Supporters of standardized testing claim that these exams allow students to be compared on a similar skill level across different schools. By using these tests as a benchmark, many believe that they are essential to the  education system of not only our country, but many others around the world.

However, despite the minimal benefits associated with it, standardized testing is actually not beneficial for the education system and students. Research has shown that standardized testing has not been doing its job as it…

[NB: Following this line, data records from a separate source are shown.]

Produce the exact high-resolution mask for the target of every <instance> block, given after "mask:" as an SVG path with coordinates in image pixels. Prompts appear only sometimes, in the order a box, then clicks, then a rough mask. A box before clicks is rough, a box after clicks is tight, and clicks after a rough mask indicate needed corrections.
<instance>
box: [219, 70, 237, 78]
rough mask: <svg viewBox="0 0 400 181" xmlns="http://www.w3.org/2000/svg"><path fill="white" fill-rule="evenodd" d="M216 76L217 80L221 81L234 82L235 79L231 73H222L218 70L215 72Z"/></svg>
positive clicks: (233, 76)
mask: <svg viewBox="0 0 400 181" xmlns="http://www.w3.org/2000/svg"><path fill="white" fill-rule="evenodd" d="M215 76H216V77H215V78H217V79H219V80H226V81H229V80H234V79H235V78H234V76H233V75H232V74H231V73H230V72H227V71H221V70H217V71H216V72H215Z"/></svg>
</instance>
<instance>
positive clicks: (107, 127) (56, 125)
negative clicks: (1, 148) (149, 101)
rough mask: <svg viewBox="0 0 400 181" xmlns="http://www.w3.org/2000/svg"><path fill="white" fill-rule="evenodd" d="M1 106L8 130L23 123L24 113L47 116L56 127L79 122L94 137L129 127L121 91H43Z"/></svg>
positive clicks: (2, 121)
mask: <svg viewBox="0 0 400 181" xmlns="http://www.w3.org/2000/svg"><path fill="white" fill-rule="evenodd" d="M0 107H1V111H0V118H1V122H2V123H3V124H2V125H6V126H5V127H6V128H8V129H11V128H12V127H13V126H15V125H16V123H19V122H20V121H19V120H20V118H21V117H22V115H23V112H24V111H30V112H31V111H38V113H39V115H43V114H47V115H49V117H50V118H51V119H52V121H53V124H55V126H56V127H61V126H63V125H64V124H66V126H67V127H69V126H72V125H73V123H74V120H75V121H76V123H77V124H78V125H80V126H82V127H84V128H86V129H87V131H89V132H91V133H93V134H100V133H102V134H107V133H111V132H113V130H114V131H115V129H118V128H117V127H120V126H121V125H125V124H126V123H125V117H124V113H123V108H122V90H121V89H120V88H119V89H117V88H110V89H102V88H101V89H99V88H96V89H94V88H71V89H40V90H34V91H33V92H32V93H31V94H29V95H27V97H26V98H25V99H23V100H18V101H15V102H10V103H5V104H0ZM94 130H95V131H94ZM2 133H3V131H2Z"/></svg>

  1. Is an inaccurate measure of student performance – Standardized testing examines students on the wrong type of skills. Rather than focusing on the learning process or effort, these exams only test students on how well they can memorize information or have mastered the specific types of questions on the tests.
  2. Has not caused an increase in student achievement – The National Research Council on May 26, 2011 stated, “Despite using them for several decades, policymakers and educators do not yet know how to use test-based incentives to consistently generate positive effects on achievement and to improve education.” This statement is further marked by the US’s global ranking in math scores, placing 38 out of 71 other countries in math scores and 24 in science, according to the Pew Research Center.
  3. Causes teachers to “teach to the test” – Because teacher bonuses and evaluations depend so much on test scores, teachers are providing  less time and attention teaching subjects that aren’t necessarily covered in the standardized exams. These subjects include the sciences, social sciences, and the arts. As a result, many students may have difficulty discovering subjects that they are passionate about and interested in pursuing as schools are less likely to encourage these other subjects.
  4. Mostly features multiple-choice questions – Because tests like the SAT and ACT don’t have any short answer or response questions, they are not a true gauge of a student’s intelligence. Multiple choice questions make the learning very restrictive, and rather, open-ended questions allow students to display critical thinking skills and ability, something that standardized exams lack.

Although, currently, there isn’t an effective and true measure of student intelligence, one thing is for sure: standardized testing isn’t the solution.